CWU Announce Industrial Action Ballot across BT, Openreach, and EE

Telecoms & Financial Services, BT, EE, Openreach

Thursday 11th March 2021

The prospect of the first BT-wide strike action in 34 years has moved significantly closer following last night’s announcement that the CWU is moving towards a national industrial action ballot over an unprecedented and sustained assault on job security and hard won terms & conditions.

Barring a dramatic eleventh-hour about-turn by a belligerent new senior management team which has now spent more than a year pursuing a brutal and needlessly confrontational agenda – despite incessant union appeals for meaningful talks to avert a full-scale industrial relations meltdown – that ballot will cover every part of BT, Openreach and EE where the CWU is recognised for collectively bargaining purposes.
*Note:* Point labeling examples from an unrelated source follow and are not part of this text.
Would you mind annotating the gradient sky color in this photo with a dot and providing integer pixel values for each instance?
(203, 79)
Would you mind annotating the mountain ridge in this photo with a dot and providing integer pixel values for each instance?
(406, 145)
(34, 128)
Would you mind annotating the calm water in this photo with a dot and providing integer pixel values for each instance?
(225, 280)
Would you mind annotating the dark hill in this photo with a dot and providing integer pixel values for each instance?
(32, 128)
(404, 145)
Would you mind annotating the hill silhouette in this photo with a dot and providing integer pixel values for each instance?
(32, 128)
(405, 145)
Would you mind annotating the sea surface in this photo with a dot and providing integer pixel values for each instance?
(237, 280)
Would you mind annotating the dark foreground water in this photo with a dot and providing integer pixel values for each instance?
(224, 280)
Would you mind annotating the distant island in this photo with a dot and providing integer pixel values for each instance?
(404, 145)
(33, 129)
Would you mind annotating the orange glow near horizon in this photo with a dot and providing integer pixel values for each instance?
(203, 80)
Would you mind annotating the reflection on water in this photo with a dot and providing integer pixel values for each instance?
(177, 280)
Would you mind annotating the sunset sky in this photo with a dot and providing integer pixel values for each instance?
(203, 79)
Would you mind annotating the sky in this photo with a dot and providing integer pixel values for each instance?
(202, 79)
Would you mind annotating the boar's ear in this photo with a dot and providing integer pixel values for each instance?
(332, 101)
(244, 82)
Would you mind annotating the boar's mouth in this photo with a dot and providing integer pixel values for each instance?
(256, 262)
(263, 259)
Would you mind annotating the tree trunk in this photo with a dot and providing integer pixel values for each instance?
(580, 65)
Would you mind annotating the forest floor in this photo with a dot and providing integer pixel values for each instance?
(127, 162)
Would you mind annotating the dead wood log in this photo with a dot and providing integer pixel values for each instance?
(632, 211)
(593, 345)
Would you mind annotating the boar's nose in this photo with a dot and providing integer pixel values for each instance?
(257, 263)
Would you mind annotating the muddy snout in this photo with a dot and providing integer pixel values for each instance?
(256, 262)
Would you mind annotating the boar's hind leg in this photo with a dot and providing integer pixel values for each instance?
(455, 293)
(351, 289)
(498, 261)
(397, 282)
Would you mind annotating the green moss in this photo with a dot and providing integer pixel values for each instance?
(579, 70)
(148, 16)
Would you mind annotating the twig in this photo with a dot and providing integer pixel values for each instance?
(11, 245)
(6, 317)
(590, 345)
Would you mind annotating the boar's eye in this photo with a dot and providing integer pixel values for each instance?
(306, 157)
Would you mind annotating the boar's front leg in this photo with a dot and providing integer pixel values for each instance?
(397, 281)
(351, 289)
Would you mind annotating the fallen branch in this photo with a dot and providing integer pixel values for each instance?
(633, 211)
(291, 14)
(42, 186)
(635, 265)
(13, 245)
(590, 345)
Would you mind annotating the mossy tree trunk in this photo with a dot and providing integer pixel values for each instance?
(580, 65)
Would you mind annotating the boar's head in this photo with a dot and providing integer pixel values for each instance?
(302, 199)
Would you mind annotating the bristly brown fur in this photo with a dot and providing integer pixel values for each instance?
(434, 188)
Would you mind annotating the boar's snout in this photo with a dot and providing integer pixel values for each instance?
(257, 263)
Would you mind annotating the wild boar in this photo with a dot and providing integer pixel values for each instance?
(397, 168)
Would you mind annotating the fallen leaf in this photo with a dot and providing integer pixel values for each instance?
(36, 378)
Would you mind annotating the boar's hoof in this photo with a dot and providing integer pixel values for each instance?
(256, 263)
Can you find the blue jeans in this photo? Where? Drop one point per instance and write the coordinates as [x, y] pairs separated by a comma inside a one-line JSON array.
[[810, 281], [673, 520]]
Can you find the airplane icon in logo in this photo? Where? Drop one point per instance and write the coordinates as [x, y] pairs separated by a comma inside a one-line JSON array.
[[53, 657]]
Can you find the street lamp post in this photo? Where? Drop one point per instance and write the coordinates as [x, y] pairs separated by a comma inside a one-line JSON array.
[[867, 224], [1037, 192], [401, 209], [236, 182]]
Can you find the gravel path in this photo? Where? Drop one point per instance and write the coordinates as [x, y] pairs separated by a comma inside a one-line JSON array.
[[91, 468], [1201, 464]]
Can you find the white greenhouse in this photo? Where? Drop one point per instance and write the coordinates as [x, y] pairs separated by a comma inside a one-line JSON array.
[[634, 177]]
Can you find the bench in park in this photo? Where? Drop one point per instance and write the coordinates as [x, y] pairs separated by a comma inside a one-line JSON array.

The momentous in-principle decision to press the nuclear button was announced in a special Facebook Live session yesterday (Wednesday) evening after branches, executive members and the union’s lead BT Group negotiators unanimously agreed that, without any apparent company willingness to negotiate meaningfully on the key areas of disagreement, the time for talking is fast drawing to a close.

Just 24 hours earlier, top level talks initiated at the request of the union in a last ditch bid to avert the need for a ballot had broken down without tangible movement by the company on the key issues the CWU has been highlighting in the union’s Count Me In campaign of resistance.

Lashing out against the ‘race to the bottom’ strategy being pursued by management team that has lost the confidence and respect of its workforce, deputy general secretary Andy Kerr told a specially convened BT branch forum yesterday that bosses only have themselves to blame for the gathering tidal wave of workforce fury  that is about to engulf them.

“We didn’t pick this fight,” he stressed. “In fact we’ve provided management with every possible opportunity to step back from the brink, consistently offering to work in partnership with the business to address whatever challenges it faces – just as we’ve done on numerous occasions over the decades since privatisation.

“What we’re not prepared to accept, however, is seeing members’ cherished job security and Ts&Cs being attacked on multiple fronts – with longstanding colleagues being picked off one by one, simply because a new breed of management wants to stamp its mark by making compulsory redundancies as a matter of warped principle.

“If BT don’t want us to ballot then they can have us back round the negotiating table just as soon as they want. Our door is still open, and we want to resolve this dispute, but this will require a huge shift in attitude from the company.  At this point in time that doesn’t look as if it’s going to happen – and that’s why we’re gearing up to fight.”

Speaking in last night’s Facebook Live session – which was viewed live by more than 7,500 but by this afternoon had been watched by more than 50,000 across the union’s social media platforms – CWU general secretary Dave Ward insisted that bosses are reaping the consequences of their own disgraceful behaviour.

“Even by the most basic standards of how a big employer like BT should be treating its workforce the company’s actions have been completely unacceptable,” he stressed.

“It’s quite clear management’s plans are all about compulsory redundancies, attacking terms and conditions and carrying out site closures without any consultation with the union or the workforce.

“It doesn’t need to be this way, but BT needs to decide whether it wants to change and transform with the workforce, or against them. As things stand it seems management have chosen the latter, and that’s something the CWU can never stand for.”

Highlighting the momentousness of the decision to move to a statutory industrial action ballot, CWU president and chair of the Telecoms & Financial Services, Karen Rose, said: “We’ll set out the exact timetable in the coming weeks, but the decision has been made.

“This is a historic day for us and I’m sure we’ll see history being made again in the coming weeks and months. This is a time for every single member to say ‘Count Me In’ – and together we will win this ballot and win this dispute.”